Lexi: Yeah. Well even just what you’re saying, Dr. Elyssa makes me think too about the, there’s almost an addictive quality to social media. And I think it can get, even for me when I, this is how I think about it as a somatic psychotherapist, I think about it as it’s like smoking a cigarette, you know, that motion, like people have talked about how bringing that cigarette, holding that position, holding the cigarette, bringing it to your mouth becomes compulsive. So there’s something compulsive in even the movement of scrolling through your phone. It’s like, we’re so used to it and it can be soothing at times. And then sometimes you can get kind of sucked in and then you’re before you know, it , that’s just what you’re doing in the morning. First thing, when you wake up first or last thing at night. And so that’s another thing to think about is to not start and end your day with social media, if it’s been triggering for you, particularly on having trouble getting pregnant and infertility issues. So not doing it at the ends of your day, and it definitely can be isolating and infertility can be isolating. I think that one thing that I often hear from folks is you see so many people having an easy time having a family, and then you feel like you’re the only one that’s not having that easy time. So just to notice if your journey, if your path becomes, I like to say the word precious, like it’s , it’s only, I’m the only one on this path. Nobody understands me. And if you’re getting tunnel vision in that way, it can be a sign that you’re really getting isolated on your journey. So talking to somebody, whether it’s a friend or a family member, a therapist, or this is an instance where, you know, social media works both ways, it can have negative shadow parts of it, and it can have positive and light parts of it. So the positivity of it is that you can connect with people that are on a similar path. So if you’re noticing that your journey feels like it’s just yours, that’s a good sign that you’re really maybe getting isolated in it. And you might want to open up to the idea of hearing from others that have been on a similar journey or even sharing if you’re, if you’re that kind of person sharing your own path. And there’s something about being willing, I think, to do that and help others that can really make a situation that’s painful and filled with grief become something that you can help and connect with others around. And it just lightens it a bit.

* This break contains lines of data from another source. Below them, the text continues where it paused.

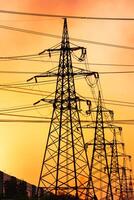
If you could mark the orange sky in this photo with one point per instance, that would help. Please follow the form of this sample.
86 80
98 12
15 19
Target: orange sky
22 145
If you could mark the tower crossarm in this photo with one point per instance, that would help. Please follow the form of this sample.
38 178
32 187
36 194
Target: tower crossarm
53 74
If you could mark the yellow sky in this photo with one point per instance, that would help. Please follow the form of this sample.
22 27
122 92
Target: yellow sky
22 145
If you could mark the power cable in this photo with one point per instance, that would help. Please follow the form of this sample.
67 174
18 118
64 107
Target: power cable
67 16
74 39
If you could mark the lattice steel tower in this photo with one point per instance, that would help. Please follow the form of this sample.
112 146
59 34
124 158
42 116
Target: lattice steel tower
65 168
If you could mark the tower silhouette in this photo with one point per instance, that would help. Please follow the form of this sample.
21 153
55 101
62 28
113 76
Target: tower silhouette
65 168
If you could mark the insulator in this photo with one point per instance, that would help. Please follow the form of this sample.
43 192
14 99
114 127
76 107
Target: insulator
83 54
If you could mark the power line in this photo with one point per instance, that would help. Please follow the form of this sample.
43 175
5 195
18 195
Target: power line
67 16
57 36
126 122
26 72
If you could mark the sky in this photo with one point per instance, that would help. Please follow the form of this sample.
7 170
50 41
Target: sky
22 144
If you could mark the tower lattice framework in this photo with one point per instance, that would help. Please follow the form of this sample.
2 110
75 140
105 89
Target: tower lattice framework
65 168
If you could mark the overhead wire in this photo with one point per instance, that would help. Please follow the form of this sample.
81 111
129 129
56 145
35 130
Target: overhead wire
66 16
59 37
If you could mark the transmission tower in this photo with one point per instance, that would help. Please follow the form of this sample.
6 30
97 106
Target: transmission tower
65 168
99 159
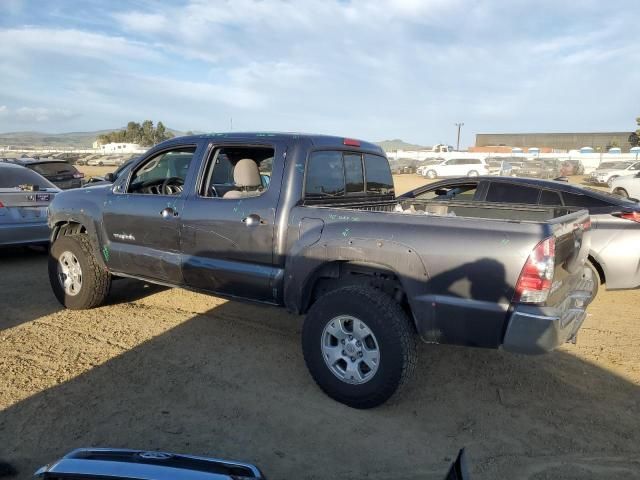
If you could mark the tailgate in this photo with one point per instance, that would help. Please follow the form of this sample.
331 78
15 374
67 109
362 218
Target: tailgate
572 235
19 206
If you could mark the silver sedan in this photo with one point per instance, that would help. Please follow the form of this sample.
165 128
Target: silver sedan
24 198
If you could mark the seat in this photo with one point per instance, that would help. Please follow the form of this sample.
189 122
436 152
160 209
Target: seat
246 178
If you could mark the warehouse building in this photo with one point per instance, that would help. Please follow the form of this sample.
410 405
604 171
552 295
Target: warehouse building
556 141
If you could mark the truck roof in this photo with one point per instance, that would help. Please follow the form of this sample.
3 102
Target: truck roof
315 139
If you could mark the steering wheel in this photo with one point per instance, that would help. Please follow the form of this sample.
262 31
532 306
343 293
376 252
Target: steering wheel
172 186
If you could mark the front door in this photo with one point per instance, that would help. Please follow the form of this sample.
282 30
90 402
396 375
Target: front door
228 225
142 219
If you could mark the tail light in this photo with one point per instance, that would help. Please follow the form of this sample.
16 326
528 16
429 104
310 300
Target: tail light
633 216
534 283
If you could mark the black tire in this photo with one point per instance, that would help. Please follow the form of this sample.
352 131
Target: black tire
96 281
392 330
596 277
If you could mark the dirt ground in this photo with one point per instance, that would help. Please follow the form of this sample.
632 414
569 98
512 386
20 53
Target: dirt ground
168 369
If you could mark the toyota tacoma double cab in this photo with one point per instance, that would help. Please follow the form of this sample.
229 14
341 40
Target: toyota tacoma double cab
312 223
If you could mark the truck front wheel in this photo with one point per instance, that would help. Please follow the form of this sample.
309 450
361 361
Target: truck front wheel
77 279
359 346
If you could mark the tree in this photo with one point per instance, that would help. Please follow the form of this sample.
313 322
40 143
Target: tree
144 135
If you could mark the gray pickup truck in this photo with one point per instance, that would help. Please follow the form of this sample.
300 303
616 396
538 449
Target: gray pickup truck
312 223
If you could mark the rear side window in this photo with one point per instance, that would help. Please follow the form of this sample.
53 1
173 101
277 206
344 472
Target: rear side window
547 197
334 173
353 175
577 200
378 175
512 193
325 174
13 177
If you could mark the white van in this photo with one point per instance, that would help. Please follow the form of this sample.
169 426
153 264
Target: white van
457 167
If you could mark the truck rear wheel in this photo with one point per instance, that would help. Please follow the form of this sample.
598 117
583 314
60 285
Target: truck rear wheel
359 346
77 279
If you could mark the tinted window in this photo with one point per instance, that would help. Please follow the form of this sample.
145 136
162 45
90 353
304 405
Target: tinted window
173 165
325 174
577 200
353 174
378 174
13 177
547 197
512 193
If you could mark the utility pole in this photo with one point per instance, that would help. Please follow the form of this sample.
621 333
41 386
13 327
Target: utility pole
459 125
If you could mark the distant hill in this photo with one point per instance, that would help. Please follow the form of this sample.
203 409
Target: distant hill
397 144
72 139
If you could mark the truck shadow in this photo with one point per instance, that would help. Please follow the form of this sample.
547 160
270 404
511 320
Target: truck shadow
232 383
26 294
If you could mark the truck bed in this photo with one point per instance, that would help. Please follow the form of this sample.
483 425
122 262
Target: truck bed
493 211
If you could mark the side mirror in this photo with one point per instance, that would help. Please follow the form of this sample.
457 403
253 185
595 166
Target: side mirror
459 470
103 463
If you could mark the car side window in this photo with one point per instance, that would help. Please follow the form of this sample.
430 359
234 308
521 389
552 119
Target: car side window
237 172
163 174
548 197
512 193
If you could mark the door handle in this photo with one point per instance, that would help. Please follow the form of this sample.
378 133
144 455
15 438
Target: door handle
168 213
252 220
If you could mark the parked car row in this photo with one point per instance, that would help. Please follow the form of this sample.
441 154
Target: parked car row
614 255
607 172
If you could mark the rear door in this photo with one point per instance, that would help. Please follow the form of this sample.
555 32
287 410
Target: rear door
141 216
227 239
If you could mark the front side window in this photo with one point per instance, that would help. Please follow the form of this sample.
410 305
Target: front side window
163 174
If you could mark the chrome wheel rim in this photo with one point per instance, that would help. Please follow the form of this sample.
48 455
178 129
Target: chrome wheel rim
350 349
69 273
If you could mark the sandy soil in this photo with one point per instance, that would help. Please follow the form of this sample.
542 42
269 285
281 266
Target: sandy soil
174 370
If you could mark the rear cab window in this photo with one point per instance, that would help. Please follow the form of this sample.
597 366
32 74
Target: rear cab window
512 193
334 173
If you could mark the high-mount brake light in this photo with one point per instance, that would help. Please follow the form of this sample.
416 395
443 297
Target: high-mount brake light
633 216
534 283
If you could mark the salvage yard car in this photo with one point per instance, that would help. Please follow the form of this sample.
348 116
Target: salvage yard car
607 172
60 173
627 186
457 167
326 237
614 256
24 198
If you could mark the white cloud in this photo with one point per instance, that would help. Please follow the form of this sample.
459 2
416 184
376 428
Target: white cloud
41 114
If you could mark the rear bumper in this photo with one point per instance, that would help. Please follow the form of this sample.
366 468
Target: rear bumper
24 233
535 330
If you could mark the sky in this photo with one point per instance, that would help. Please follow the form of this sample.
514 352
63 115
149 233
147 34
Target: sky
375 69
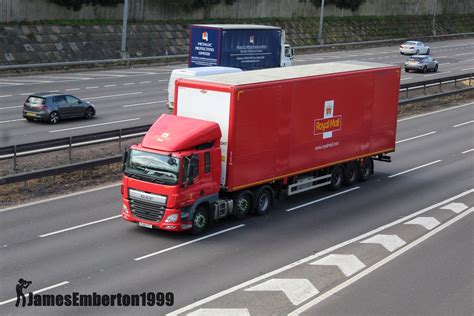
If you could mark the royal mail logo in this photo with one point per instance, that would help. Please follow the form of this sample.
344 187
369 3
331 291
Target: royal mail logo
325 125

Dr. Elyssa: Yep. Finding some community. I know I’ve noticed, I mean, even within the social media, there are huge communities and groups and support systems there. So you have given us some great suggestions already with checking in on how you’re feeling, what you’re telling yourself about your body and to bring some balance with it. What are your top suggestions for women who are dealing with fertility when they are flipping through their social media?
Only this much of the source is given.